More employers are also offering auto-escalation in their plans, so that annually employee contributions and the likelihood they’ll meet retirement goals are increased, the survey found. Some 83% of employees say they're fine with automatic enrollment at a 6% deferral percentage and 90% of participants stay in a plan once they're automatically enrolled, according to research from the Principal Financial Group.

“We absolutely have seen an increase in auto escalation. It bounced up from 23% in 2020 up to 38% in 2021. That’s a big jump. I think this comes from employees asking for more help in meeting their retirement goals. I also think advisors who help employers design benefit plans know auto programs, including auto enrollment and auto escalation, help drive financial wellness,” Ulian said.

With the economy reopening and man signs of the pandemic lifting, employee feelings of financial wellness are also rebounding, the survey found. Some 51% of employees rate their financial wellness as good or excellent, up from 49% in 2020, and are headed to toward pre-pandemic levels, which hit 55% in 2019.

Still, women continue to lag their male counterparts both in preparedness and levels of worry about financial wellness, BoA found.
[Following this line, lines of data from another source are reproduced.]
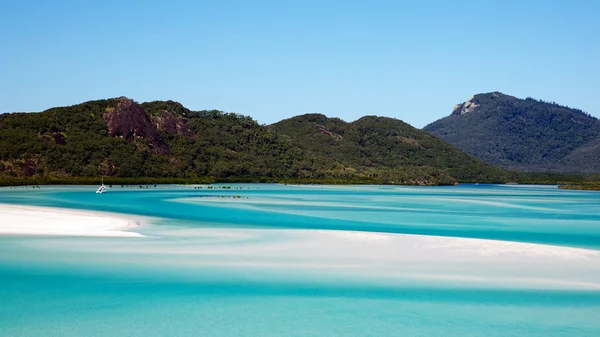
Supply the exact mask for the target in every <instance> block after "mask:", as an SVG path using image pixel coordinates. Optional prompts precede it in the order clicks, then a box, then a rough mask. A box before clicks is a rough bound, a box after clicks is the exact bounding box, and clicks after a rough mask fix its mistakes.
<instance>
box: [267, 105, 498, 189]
mask: <svg viewBox="0 0 600 337" xmlns="http://www.w3.org/2000/svg"><path fill="white" fill-rule="evenodd" d="M270 127H271V128H272V129H274V130H275V131H277V132H278V133H281V134H283V135H287V136H289V137H290V139H292V140H293V144H294V145H296V146H298V147H300V148H301V149H302V150H304V151H305V152H306V153H308V154H310V155H312V156H314V157H316V158H319V160H321V161H327V162H331V163H335V164H336V167H338V172H340V171H341V172H344V171H343V170H345V171H349V172H356V173H358V174H361V175H366V176H372V177H375V178H376V179H378V180H388V181H391V182H403V183H405V182H408V183H412V184H422V183H427V182H428V181H436V180H440V181H447V180H449V181H453V180H454V179H456V180H458V181H502V180H503V179H506V178H505V175H506V172H504V171H502V170H500V169H497V168H495V167H492V166H491V165H488V164H485V163H484V162H483V161H481V160H478V159H475V158H473V157H471V156H469V155H467V154H465V153H463V152H461V151H459V150H457V149H456V148H454V147H452V146H451V145H449V144H447V143H445V142H443V141H441V140H439V139H437V138H435V137H432V136H431V135H429V134H428V133H426V132H423V131H421V130H418V129H416V128H414V127H412V126H410V125H408V124H406V123H404V122H402V121H400V120H397V119H393V118H387V117H377V116H366V117H362V118H360V119H359V120H357V121H354V122H351V123H346V122H344V121H342V120H340V119H338V118H327V117H326V116H323V115H319V114H308V115H303V116H297V117H293V118H290V119H286V120H283V121H280V122H278V123H275V124H273V125H271V126H270ZM338 174H339V173H338Z"/></svg>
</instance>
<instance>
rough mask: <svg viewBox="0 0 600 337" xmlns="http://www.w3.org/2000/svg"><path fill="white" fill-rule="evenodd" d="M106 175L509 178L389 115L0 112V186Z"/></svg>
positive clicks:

Some 47% of women rate their financial wellness as good or excellent, compared to 57% of men.

At the same time 92% of women feel some level of stress about their financial situation, compared to 88% of men. Women are also twice as likely to be kept up at night by financial stress (11% vs. 5%).

This is where priorities and benchmarking retirement readiness may come in handy, Ulian said. While saving for retirement is the top financial priority for men and women alike, a smaller percentage of women are prioritizing saving (34% vs. 46% of men).
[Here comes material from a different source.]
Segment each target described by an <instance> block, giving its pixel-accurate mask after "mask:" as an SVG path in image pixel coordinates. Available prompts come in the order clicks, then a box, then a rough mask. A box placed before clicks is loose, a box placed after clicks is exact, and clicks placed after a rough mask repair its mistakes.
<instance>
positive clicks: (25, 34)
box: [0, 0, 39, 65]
Women also are more likely than men to have credit card debt (53% vs. 43%) and student loans (25% vs. 17%). They’re also more likely to be adversely affected by this debt. Some 59% of women don’t have control over their debt (compared to 50% of men); and 32% say debt impacts their ability to achieve their goals, compared to 23% of men, BoA found.

One of the best ways for advisors to demonstrate their worth to employer plans and employees is to be able to introduce tools and services to help employees take control of their financial and retirement wellness, Ulian said.

“Half the battle of helping women is helping them to understand where they are now financially, where they want to go and then helping them make moves to get there,” he added. “For instance, our financial wellness tracker has been a great tool for all employees, but especially for women who now want to focus on informed decision-making to help their advance their financial and retirement goals.”